Celui-ci, malgré les conseils de la fée Lonie qui voulait l'éloigner de ce mariage, y consentit enfin à la satisfaction des anges et des fées, qui se réunirent pour les mettre en ménage, et pour célébrer leur union.
Les noces se firent rue de la fée Ronerie dans une maison que l'ange Oliveur avait fraîchement décorée: la fée Raille en avait elle-même posé les sonnettes, les tringles, etc. La fée Sandrie apporta son plat au festin, et l'ange Vin se chargea d'abreuver les convives: l'ange Ouement soutint lui seul la conversation, et ne voulut plus quitter les nouveaux mariés.
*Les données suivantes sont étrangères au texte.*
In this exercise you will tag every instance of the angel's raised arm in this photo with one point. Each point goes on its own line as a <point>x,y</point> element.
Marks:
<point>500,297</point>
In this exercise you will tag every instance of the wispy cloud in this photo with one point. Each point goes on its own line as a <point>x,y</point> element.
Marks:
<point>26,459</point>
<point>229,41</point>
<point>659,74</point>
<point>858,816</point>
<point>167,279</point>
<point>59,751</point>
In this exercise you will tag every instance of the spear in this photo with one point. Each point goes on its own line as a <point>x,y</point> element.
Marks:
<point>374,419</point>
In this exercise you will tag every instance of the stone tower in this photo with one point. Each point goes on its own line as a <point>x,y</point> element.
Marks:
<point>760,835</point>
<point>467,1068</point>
Après le souper, il y eut une bouillotte dont l'ange Eu fit tous les frais; ensuite un bal magnifique où tous les convives développèrent à l'envi leurs grâces et leur légèreté; jusqu'à la fée Roce, qui voulut aussi danser sa contredanse ; mais comme à chaque saut elle était essoufflée, la fée Rule était souvent obligée de lui donner sur les doigts pour la faire aller; malgré cela, on lui sut toujours bon gré de sa bonne volonté.
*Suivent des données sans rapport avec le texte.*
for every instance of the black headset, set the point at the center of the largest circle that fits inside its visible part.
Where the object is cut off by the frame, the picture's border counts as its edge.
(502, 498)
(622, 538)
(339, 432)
Par cet heureux hymen l'aimable fée répara, du moins aux yeux du public, le tort que la fée Condité lui avait fait; elle ne fut plus contrainte de cacher sa grossesse, et quelques mois après elle accoucha d'un fils qui fut appelé tout d'une voix l'ange André. Les couches pénibles de la fée Lure, loin de diminuer ses charmes, ne firent que les accroître davantage, et cette circonstance lui inspira des projets d'ambition qui lui réussirent; dès lors sa maison fut ouverte aux plus grands seigneurs. La fée Lure devint de jour en jour plus considérable, et parvint enfin au point de grandeur où nous la voyons aujourd'hui.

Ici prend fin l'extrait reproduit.